この時、長門未来はアンテナショップでインナースーツの特注品を受け取った直後だった。
「ガチプレイヤーが強すぎる」
「これがミュージックオブスパーダの壁なのか?」
順番待ちをしているプレイヤーから、そんな話が飛び出す。それ位には上位と初心者の差が離れすぎている……と言わざるを得ない。
「あの、着替えは――」
「専用の着替え室はありませんので、アンテナショップの方で着替える必要があります」
「アンテナショップですか?」
「実際に着替えが必要なARゲームでは、看板に説明がありますので……特に問題はないと思いますが」
長門は男性スタッフにインナースーツではなく、ガジェットギアの装着をする為の着替え部屋を案内してもらおうと考えていた。
しかし、スタッフの反応は意外な物であり、着替え部屋はないという物だったのである。
その一方で、ラフな服装の人物がガジェット以外に持参している物がない為、特に服装関係で必須と言う物はないというのが見て分かるのだが……。
結局はガジェットギアに関してはゲーム中で説明があると言う事で、今は使用しない事をスタッフから説明を受ける。
待ち時間も30分と言う事もあり、その間に他のプレイヤーによる動画を見ようとセンターモニターへと近づいた。
「奇遇と言うべきか、あるいは……」
長門の目の前に現れた人物、それはDJイナズマだった。彼は他のARゲームを観戦していた所だが、偶然にも長門を発見する。
「あなたもARゲームを?」
「まさか?」
イナズマの方はプレイする気はないような表情を見せるが、それが本心とは限らない。
「じゃあ、どうしてここに?」
「いわゆる様子見だ」
「様子見?」
「超有名アイドル商法も暴走気味となり、政治家のバックアップを受けている噂もある。だからこそ、別の業界はどうなっているか様子見を――」
イナズマは様子見で来たと言うらしいが、センターモニターのテロップでスクロールしているニュースを見て、驚きを見せたのは周囲のギャラリーだった。
「超有名アイドル事務所が強制捜査か」
「やっぱり、あの有名政党と手を組んでいたと週刊誌で報道されたのが致命的だな」
「強制捜査自体の報道は何度かあっただろう。今度は、本格的と言う事か」
「その原因はバウンティハンターかもしれない」
「バウンティハンターがチート使用の疑いで付きだした人物の中に、芸能事務所関係者がいたという噂だ」
「噂は噂だろ? 下手に炎上した途端、それは別の勢力を目立たせる口実を作ってしまうだろう」
「別の勢力……有名アイドルの3次元BL本を出すような勢力か?」
「そこまでではないが……放置すれば、海外からもバッシングを受けるような展開になるのは間違いない」
ギャラリーの反応はそれぞれだが、今回の強制調査は超有名アイドルや政治家勢力を完全追放するのには都合が良いと考えているようだ。
「このニュースをきっかけに、アカシックレコードで扱われている技術が地球消滅をさせると言うのが証明された事になる」
イナズマの一言を聞き、長門は無言で呆れていた。アカシックレコードと言う単語に反応した訳ではなく、その技術が軍事転用され、その威力は地球を消滅させる事も出来ると言う部分に……である。

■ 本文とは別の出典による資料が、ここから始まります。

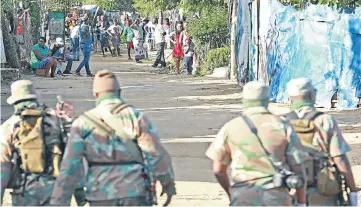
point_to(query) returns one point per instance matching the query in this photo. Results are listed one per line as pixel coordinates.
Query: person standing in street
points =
(261, 148)
(74, 41)
(130, 35)
(323, 136)
(138, 40)
(123, 152)
(85, 45)
(188, 51)
(31, 148)
(178, 45)
(115, 31)
(160, 43)
(59, 52)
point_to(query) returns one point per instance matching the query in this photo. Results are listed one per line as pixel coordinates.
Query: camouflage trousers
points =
(129, 201)
(258, 196)
(316, 199)
(37, 192)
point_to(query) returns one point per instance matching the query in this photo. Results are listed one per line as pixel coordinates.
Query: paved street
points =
(187, 111)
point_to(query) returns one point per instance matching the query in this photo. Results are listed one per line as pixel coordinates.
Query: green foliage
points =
(59, 5)
(200, 5)
(218, 57)
(105, 4)
(154, 6)
(338, 3)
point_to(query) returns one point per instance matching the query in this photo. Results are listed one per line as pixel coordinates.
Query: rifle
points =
(344, 195)
(64, 112)
(150, 181)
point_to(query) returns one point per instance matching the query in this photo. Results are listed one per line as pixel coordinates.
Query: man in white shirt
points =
(159, 36)
(74, 40)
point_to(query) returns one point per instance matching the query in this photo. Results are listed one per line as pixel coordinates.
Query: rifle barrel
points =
(60, 99)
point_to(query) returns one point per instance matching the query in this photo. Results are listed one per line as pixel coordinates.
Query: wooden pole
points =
(233, 74)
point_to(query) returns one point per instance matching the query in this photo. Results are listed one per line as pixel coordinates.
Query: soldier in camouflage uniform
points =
(114, 176)
(236, 145)
(303, 96)
(37, 189)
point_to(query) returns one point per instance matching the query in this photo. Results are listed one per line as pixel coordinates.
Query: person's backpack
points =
(321, 170)
(33, 154)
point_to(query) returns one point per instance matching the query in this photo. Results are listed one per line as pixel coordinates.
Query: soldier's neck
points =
(107, 96)
(301, 103)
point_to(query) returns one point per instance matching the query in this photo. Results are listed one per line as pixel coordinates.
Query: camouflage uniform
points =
(38, 187)
(328, 128)
(237, 146)
(112, 184)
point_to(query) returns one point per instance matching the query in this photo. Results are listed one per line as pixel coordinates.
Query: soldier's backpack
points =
(32, 154)
(321, 171)
(111, 126)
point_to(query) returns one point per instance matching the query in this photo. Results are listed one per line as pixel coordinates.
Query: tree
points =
(59, 5)
(153, 7)
(338, 3)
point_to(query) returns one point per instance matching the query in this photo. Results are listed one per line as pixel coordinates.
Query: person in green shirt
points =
(129, 34)
(41, 58)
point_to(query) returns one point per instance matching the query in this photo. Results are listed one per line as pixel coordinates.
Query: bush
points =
(218, 57)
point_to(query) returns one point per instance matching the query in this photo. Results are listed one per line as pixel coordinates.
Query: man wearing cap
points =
(36, 189)
(248, 144)
(114, 138)
(58, 52)
(303, 96)
(85, 45)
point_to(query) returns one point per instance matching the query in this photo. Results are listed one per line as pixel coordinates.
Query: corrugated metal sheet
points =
(318, 42)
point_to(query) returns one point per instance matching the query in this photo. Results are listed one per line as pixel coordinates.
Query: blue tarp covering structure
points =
(318, 42)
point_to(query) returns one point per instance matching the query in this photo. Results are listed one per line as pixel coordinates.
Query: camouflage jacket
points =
(329, 130)
(37, 186)
(331, 134)
(108, 182)
(236, 144)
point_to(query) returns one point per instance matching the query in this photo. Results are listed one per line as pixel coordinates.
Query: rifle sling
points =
(110, 128)
(122, 162)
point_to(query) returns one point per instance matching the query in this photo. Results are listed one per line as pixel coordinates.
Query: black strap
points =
(255, 132)
(291, 116)
(103, 128)
(122, 162)
(312, 115)
(308, 116)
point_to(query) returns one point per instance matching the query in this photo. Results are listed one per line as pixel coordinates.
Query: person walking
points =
(31, 148)
(74, 41)
(115, 31)
(261, 148)
(85, 45)
(59, 53)
(130, 35)
(178, 45)
(167, 29)
(122, 149)
(160, 43)
(320, 135)
(188, 51)
(138, 40)
(41, 58)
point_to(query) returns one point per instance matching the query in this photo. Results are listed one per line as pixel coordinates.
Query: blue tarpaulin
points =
(318, 42)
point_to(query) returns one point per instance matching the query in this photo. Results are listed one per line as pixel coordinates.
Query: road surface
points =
(187, 111)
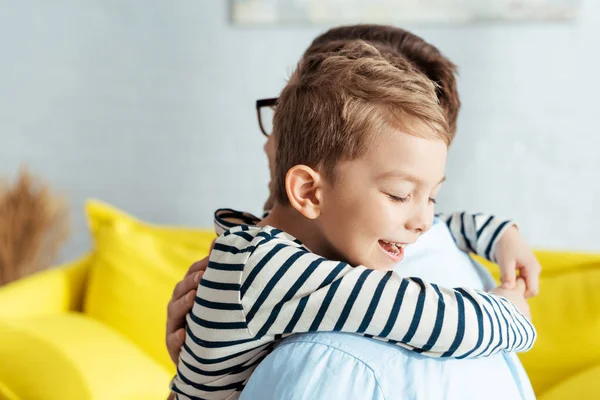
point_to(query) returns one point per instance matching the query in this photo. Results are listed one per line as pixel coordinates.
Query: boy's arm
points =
(476, 233)
(293, 291)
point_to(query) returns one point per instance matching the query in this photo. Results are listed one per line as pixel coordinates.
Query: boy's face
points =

「地球消滅……大きく出ていると思うけど、あの技術はゲームとしての技術よ。軍事転用なんてありえない」
長門は軍事転用の部分を強く否定する。アカシックレコードの技術は、見た限りではゲームの設定やガジェットの設計図などであり、争いの歴史等ではないのは考察サイト等でも明らかになっている。
「本来、ARゲームは別次元の体感プレイを楽しむ為に生み出された物。それが次第に悪徳ビジネスに利用され、その結果として海外に兵器としてのガジェットが生まれる可能性……それは否定できない」
言いたい事だけを言い残し、イナズマは姿を消してしまった。本来、彼としてもこの場所に立ち寄ったのは様子見だけであり、無駄な時間を使いたくないというのもあるかもしれない。
しかし、長門は彼の発言に惑わされる事はなかった。イナズマの発言が不発に終わったのは、過去の前例が証明している。今回の一件もつぶやきを炎上させて一部勢力を魔女狩りする為の物だろう。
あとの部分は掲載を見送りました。